Como tudo isso, a ideia do sargento da Polícia Militar carioca de que eu era um elemento suspeito, possivelmente perigoso, que poderia estar carregando armas e drogas, nasce da sua incapacidade de ver o mundo para além das distorções cognitivas que sua mente lhe oferece. Agarrado, aferrado que precisa estar a algo que lhe pareça confortável e controlável, dentro de um mundo caótico, para o homem de farda só resta acreditar que um determinado grupo da sociedade – negros, com cabelo black, vestidos de maneira “desleixada” – são responsáveis por infringir as leis dessa sociedade.
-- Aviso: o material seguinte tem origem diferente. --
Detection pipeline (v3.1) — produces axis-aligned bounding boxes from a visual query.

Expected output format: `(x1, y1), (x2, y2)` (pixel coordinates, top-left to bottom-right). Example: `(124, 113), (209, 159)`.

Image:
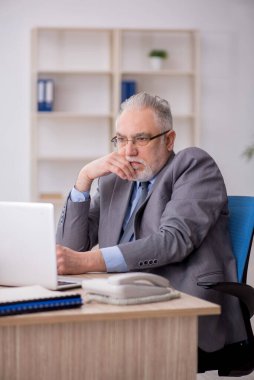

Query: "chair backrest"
(228, 196), (254, 283)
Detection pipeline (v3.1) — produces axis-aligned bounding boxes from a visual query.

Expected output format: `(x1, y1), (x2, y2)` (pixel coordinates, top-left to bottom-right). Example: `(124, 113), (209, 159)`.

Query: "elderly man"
(56, 92), (246, 357)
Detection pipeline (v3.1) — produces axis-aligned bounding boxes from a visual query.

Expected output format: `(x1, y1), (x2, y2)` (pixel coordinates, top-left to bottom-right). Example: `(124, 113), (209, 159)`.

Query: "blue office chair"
(198, 196), (254, 377)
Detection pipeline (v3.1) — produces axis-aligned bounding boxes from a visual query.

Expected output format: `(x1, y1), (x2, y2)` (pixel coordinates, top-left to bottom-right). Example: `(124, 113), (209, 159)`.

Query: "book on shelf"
(0, 285), (83, 317)
(121, 80), (136, 103)
(37, 79), (54, 112)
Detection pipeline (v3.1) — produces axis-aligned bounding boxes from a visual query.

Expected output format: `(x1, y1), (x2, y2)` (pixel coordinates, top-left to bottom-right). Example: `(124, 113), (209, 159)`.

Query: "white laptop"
(0, 202), (82, 290)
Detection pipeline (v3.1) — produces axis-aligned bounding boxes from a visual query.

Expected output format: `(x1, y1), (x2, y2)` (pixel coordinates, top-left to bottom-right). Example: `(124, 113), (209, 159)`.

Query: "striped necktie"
(119, 181), (149, 243)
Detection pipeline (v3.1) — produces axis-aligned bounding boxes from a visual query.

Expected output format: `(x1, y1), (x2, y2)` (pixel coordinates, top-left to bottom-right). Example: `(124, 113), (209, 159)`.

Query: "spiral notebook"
(0, 285), (83, 317)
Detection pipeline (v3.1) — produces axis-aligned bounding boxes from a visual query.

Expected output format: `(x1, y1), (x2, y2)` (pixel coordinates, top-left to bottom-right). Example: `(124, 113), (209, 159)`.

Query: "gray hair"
(116, 92), (173, 132)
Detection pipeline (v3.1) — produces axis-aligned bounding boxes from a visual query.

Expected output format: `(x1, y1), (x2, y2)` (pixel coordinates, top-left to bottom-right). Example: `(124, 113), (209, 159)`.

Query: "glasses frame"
(111, 129), (171, 148)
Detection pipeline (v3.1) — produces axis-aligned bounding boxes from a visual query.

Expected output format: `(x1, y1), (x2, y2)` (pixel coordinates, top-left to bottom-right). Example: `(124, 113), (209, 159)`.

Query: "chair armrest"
(197, 281), (254, 318)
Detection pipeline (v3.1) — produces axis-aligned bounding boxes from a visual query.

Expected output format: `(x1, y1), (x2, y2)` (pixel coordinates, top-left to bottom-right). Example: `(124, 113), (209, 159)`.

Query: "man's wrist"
(74, 184), (90, 192)
(75, 168), (93, 192)
(83, 250), (106, 272)
(74, 181), (92, 192)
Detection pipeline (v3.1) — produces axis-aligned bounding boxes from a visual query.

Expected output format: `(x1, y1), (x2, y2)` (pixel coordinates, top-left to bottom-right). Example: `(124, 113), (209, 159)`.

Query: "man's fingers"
(56, 245), (68, 274)
(106, 153), (135, 180)
(56, 245), (85, 275)
(78, 152), (136, 182)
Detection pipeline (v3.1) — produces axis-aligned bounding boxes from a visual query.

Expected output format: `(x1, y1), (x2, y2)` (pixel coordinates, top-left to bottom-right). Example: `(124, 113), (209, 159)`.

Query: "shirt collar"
(136, 175), (156, 189)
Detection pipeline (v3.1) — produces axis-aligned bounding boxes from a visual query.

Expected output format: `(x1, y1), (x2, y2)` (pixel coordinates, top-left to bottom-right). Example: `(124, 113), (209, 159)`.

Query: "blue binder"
(37, 79), (46, 111)
(37, 79), (54, 112)
(121, 80), (137, 103)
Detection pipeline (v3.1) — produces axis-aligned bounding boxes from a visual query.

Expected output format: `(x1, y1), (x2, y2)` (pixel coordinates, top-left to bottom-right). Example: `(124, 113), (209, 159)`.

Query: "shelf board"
(38, 156), (102, 162)
(35, 112), (113, 119)
(37, 69), (113, 75)
(34, 112), (194, 120)
(121, 28), (198, 34)
(35, 69), (195, 76)
(41, 199), (64, 205)
(38, 196), (64, 205)
(121, 70), (195, 76)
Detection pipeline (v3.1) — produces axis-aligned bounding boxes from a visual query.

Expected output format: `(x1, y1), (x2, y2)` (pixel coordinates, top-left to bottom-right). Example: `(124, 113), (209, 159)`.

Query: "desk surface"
(0, 273), (220, 327)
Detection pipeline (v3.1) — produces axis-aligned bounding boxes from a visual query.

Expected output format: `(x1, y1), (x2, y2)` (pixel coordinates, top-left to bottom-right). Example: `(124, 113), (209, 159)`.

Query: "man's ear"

Isso é tranquilizador para ele, afinal havia outras milhares de pessoas passando na Rua Jardim Botânico, Zona Sul do Rio, no momento da abordagem. Há um conforto mental em recortar esse grupo a um número menor de elementos. Fui revistado sozinho, fui chamado de suspeito e, momentos depois, um segundo policial, 20 metros à frente, fez questão de perguntar se eu tinha realmente sido revistado. 

Essa falha cognitiva não é exclusiva da PMERJ. Joaquim Barbosa, na época em que era procurador da República, no Rio de Janeiro, foi, por duas vezes, confundido com manobrista na porta de restaurantes da Zona Sul carioca. Da mesma forma, não é raro escutar que não há negros com capacitação – seja como atores, escritores, jornalistas, advogados, matemáticos, biólogos – e que, por isso, áreas que necessitam de uma melhor formação educacional e tem maiores salários, são carentes de negros em suas fileiras. Uma chave de leitura é que, na verdade, o cérebro do branco brasileiro, aferrado ao conforto que é viver num mundo onde se pode excluir mais da metade da concorrência e colocá-la como base da pirâmide social, produziu uma falha cognitiva e está agarrado a ela. 

Eu gosto de terminar textos propondo soluções que acredito serem possíveis para o problema apresentado. Mas nesse caso, realmente não encontro nenhum caminho concreto. Apesar de detestar esperança, é com ela que fico. Fico porque a vida me apresentou amigos e uma parceira de vida brancos que vão para além de suas distorções cognitivas. Talvez eles apontem a outros privilegiados como lidar com suas incapacidades cognitivas.